Pharaoh
#1
Pharaoh - Be Gone (2008)

[Obrazek: R-2563397-1290623918.jpeg.jpg]

Tracklista:
1. Speak To Me 04:42
2. Dark New Life 05:10
3. No Remains 04:40
4. Red Honor 05:24
5. Buried At Sea 07:03
6. Rats And Rope 04:39
7. Cover Your Eyes And Pray 05:08
8. Telepath 04:37
9. Be Gone 05:37

Rok wydania: 2008
Gatunek: Heavy/Power Metal
Kraj: USA

Skład zespołu:
Tim Aymar - śpiew
Matt Johnsen - gitara
Chris Kerns - bas
Chris Black - perkusja

PHARAOH to jeden z najciekawszych zespołów, jakie w amerykańskim heavy power metalu pojawiły się w minionym dziesięcioleciu.
Wspaniały głos Aymara, potężne, wgniatające w ziemię brzmienie, świetne sola i monolityczny charakter kompozycji, zbudowanych na interesujących melodiach.
No właśnie... Mimo, iż poprzednia płyta była udana, to tych melodii jednak aż tak bardzo atrakcyjnych za wiele nie było, a monolityczność trochę zaczęła męczyć gdzieś w połowie albumu.
Trzecia płyta, wydana w kwietniu przez Cruz del Sur Music jest bardziej zróżnicowana, co więcej, nastąpiło pewne odejście o typowo amerykańskiej filozofii miażdżenia siłą i mocą na rzecz utworów bardziej urozmaiconych, także w samym ich obrębie. Gdzieś zaczął się pojawiać element power metalu skandynawskiego, tego oczywiście bardziej spod znaku późnego TAD MOROSE, STEEL ATTACK czy HOLLOW niż melodic power.

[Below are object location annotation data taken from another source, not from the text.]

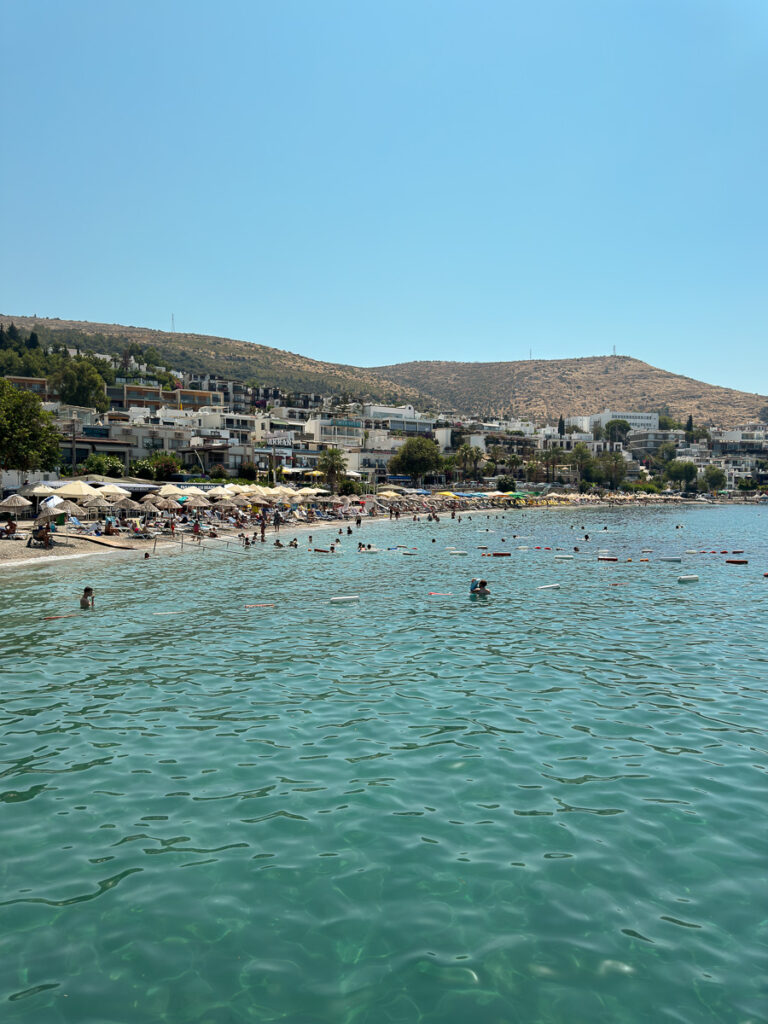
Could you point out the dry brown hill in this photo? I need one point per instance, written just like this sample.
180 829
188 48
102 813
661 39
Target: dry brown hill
538 389
541 389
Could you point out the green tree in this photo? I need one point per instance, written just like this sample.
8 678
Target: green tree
581 458
616 430
681 471
498 457
418 457
332 464
614 467
79 383
29 438
714 478
102 465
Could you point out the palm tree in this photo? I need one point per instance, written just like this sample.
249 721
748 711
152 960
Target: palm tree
332 464
497 456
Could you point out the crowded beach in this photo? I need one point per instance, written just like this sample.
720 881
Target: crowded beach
89 516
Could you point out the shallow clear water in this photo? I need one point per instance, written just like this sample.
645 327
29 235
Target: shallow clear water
546 806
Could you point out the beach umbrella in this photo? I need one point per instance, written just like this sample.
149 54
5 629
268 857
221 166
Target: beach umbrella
114 491
14 502
64 508
76 488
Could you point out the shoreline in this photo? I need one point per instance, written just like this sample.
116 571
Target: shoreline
163 545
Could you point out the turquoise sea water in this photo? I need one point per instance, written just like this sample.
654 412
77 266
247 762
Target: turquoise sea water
545 806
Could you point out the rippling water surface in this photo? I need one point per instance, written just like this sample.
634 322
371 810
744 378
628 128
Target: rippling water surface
546 806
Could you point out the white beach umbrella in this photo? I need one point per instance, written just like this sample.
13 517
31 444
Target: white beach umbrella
37 491
14 502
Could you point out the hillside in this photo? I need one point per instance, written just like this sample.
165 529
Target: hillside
541 389
228 357
538 389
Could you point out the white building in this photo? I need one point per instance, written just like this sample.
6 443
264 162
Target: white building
637 421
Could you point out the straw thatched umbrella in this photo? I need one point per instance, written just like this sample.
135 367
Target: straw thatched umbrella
76 488
114 491
64 508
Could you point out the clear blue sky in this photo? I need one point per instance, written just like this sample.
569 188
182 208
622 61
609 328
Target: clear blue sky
372 182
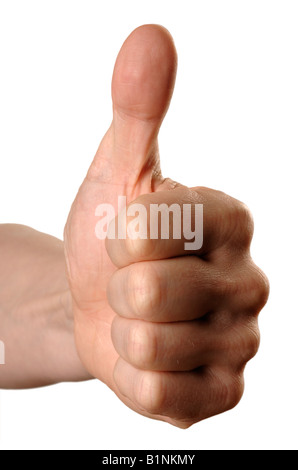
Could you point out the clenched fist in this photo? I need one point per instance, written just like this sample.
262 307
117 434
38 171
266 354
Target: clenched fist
168 329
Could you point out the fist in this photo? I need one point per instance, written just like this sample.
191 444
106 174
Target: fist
167 322
186 321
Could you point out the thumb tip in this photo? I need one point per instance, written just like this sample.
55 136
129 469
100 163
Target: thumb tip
145 72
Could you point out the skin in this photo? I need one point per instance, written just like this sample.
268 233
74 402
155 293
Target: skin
169 331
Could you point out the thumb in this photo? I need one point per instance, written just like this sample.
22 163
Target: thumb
142 87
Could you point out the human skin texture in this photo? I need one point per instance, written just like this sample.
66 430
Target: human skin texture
168 330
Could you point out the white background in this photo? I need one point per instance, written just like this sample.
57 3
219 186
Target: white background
232 125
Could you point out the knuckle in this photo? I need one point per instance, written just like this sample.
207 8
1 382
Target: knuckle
232 391
138 248
150 392
259 290
146 295
142 346
241 225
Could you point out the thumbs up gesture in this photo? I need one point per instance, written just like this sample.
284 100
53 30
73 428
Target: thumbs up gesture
168 325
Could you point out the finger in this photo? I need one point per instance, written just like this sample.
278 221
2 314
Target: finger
185 346
174 223
178 289
142 87
164 347
185 397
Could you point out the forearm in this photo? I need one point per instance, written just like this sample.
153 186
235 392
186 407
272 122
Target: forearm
36 324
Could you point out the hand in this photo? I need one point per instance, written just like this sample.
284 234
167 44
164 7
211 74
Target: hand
170 334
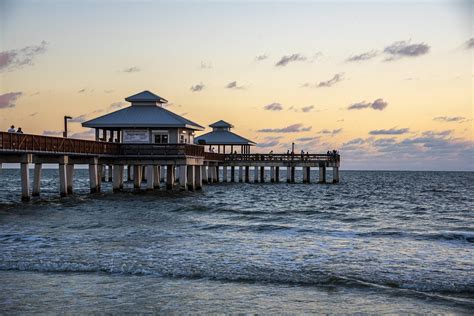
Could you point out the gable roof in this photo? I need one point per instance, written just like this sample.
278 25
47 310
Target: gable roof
142 116
223 137
145 96
221 123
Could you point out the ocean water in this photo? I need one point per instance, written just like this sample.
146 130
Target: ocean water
379 242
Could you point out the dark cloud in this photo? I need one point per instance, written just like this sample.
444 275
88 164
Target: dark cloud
198 87
378 104
470 43
285 60
261 57
273 107
131 69
326 84
450 119
330 132
308 108
17 58
405 49
363 56
205 65
8 100
295 128
392 131
233 85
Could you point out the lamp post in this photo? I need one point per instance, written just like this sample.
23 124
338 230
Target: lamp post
66 117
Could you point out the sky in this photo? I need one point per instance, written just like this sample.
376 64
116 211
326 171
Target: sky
387 83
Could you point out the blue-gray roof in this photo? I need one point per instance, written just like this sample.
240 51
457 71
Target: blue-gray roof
142 116
223 137
146 96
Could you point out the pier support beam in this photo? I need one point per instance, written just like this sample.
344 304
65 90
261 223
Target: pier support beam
306 174
322 174
150 176
182 177
25 177
94 177
70 178
170 176
156 176
232 174
137 176
117 178
37 179
335 174
190 174
204 176
198 177
224 173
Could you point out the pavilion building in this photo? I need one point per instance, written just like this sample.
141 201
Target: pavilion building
222 138
145 121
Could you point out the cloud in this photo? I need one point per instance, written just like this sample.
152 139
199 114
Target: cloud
205 65
450 119
52 133
307 109
470 43
273 107
198 87
8 100
330 132
116 105
392 131
233 85
295 128
405 49
261 57
364 56
285 60
378 104
17 58
131 69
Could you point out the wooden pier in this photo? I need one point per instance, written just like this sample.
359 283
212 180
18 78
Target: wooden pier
150 164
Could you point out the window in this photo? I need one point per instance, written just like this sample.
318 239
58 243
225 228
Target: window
161 139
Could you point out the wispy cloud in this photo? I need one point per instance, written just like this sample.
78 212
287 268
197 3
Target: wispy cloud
392 131
131 69
17 58
450 119
328 83
330 132
295 128
233 85
197 87
8 100
275 106
261 57
205 65
285 60
402 49
363 57
378 104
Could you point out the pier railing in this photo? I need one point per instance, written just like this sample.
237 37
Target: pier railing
39 143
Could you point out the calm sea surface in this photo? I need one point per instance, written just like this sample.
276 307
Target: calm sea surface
377 242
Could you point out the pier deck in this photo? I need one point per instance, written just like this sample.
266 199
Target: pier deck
189 165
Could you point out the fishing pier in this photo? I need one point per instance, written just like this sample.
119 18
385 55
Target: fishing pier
154 148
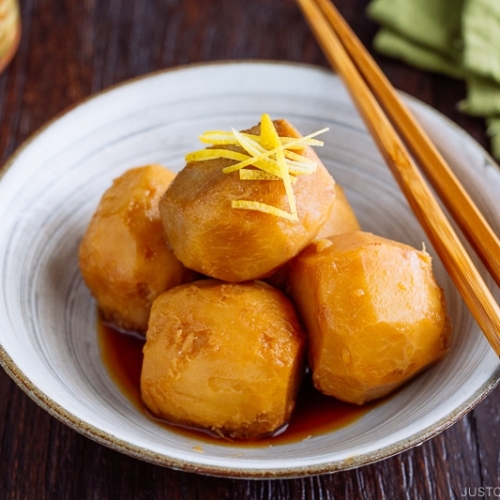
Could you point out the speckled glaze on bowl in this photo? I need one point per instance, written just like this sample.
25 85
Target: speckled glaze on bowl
51 186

Album ma znakomity klimat, dużo tu niepokoju wyrażanego w wokalu Aymara, dużo łagodnych, choć mocno zagranych fragmentów i specyficzne pozostawienie pewnych wolnych przestrzeni, co rozluźnia nadmierną poprzednio zwartość kompozycji. Już na samym początku to słychać w znakomitym "Speak To Me" w melodii, utworze niemal rockowym, ale podanym z typową dla PHARAOH mocą. "Dark New Life" jest już jednak utworem bardziej klasycznym dla rycerskiego heavy power, jaki prezentują grupy z USA, ale porywa po prostu tą wynikającą z najlepszych epickich wzorców melodią. Tu też godne odnotowania jest odegranie partii solowych przez zaproszonych obu gitarzystów z RIOT, Mike Flyntza i Marka Reale.
Gdy grają epicko i rycersko, są na tym albumie wspaniali w wyczuciu konwencji, o czym świadczy też "Red Honor", gdzie ten wojenny klimat jest po prostu namacalny, prawdziwy i poruszający, szczególnie przy okazji refrenu. Jak zawsze sola Johnsena to chwile, na które się czeka z niecierpliwością. Tym razem pełen emocji, finezyjne i oddające charakter poszczególnych utworów i to prawdziwa ozdoba tej płyty. Klimat budują umiejętnie, jak w "Cover Your Eyes An d Pray", z pozoru utworze łagodnym, ale siła tu drzemiąca co chwila jest wyrażana głosem Aymara. On doprawdy jest znakomity na tej płycie. Zresztą wszyscy grają wybornie i sekcja rytmiczna jest jedną z nielicznych, która w US heavy power nie zajmuje się tylko nawalaniem byle głośniej i szybciej. Tu i bas i perkusja mają swoje miejsce wśród głosu i gitary. To bardzo dobrze słychać z kapitalnym "Telepath", kompozycji złożonej fantastycznie, gdzie każdy szczegół ma swoje znaczenie, a Aymar jest najlepszy na tej płycie. Bardzo dobrze wypada tu także "Rots And Rope" jako numer bardziej tradycyjny dla US heavy/power, zwarty i nastawiony na atakowanie gitarowymi dynamicznymi i agresywnymi riffami, jednak wciąż z położeniem głównego akcentu na melodie. Gdy ta melodia jest mniej nośna, jak w "Be Gone" czy "No Remains", zespół popada w koleinę głównego nurtu nieco nudnawego amerykańskiego grania i wraca wrażenie z płyty poprzedniej. Coś też jednak nie zostało dograne do końca w najdłuższym "Buried At Sea", który jest dobrą kompozycją o epickim wymiarze, ale jednak bez błysku i takiego fragmentu, który by tu stanowił jakieś zwieńczenie czy punkt centralny. Także ten rodzaj śpiewu zupełnie czystego, jaki tu prezentuje Aymar, nie jest do końca jego domeną.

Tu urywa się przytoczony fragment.